The portion of uncalled capital to be called only in the event of winding up of the company is called ____________.
On 1st April 2015, Mayfair Ltd. issued 4,000 9% debentures of ₹ 100 each at a discount of 5% redeemable at a premium of 8%. The debentures were redeemable on 31st March 2019. The company created the necessary minimum amount of debenture redemption reserve and purchased the required amount of debenture redemption investments as per the provisions of Companies Act, 2013.
Pass the necessary journal entries for the redemption of debentures.
Sunrise Ltd. a listed NBFC, had outstanding 20,000, 7% Debentures of ₹ 100 each, due for redemption on 31st March, 2022.
As per the provisions of the Companies Act, 2013, what amount, if any, does the company need to transfer to Debenture Redemption Reserve, before it can redeem the debentures?
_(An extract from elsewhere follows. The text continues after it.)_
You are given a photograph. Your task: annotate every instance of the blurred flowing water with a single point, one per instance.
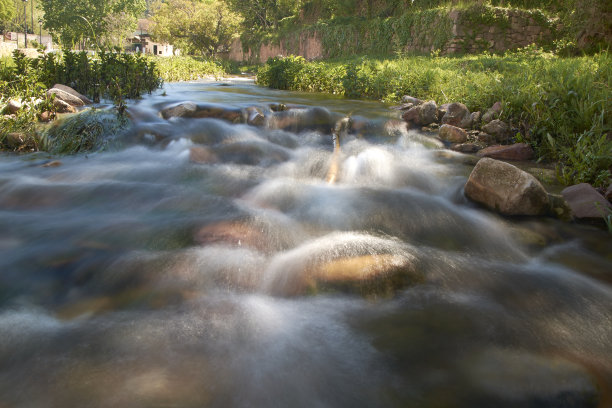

Jerome Ltd., an unlisted manufacturing company, had 20,000, 6% Debentures of ₹ 100 each due for redemption at par on 31st March, 2022. On this date the company had the required amount of ₹ 2,00,000 in its Debenture Redemption Reserve.
The Debenture Redemption Investment which was purchased on 30th April, 2021, was realised at 98% on the date of redemption and the debentures were redeemed on the due date.
You are required to pass journal entries in the books of the company for the year 2021-22. (Ignore interest on debentures).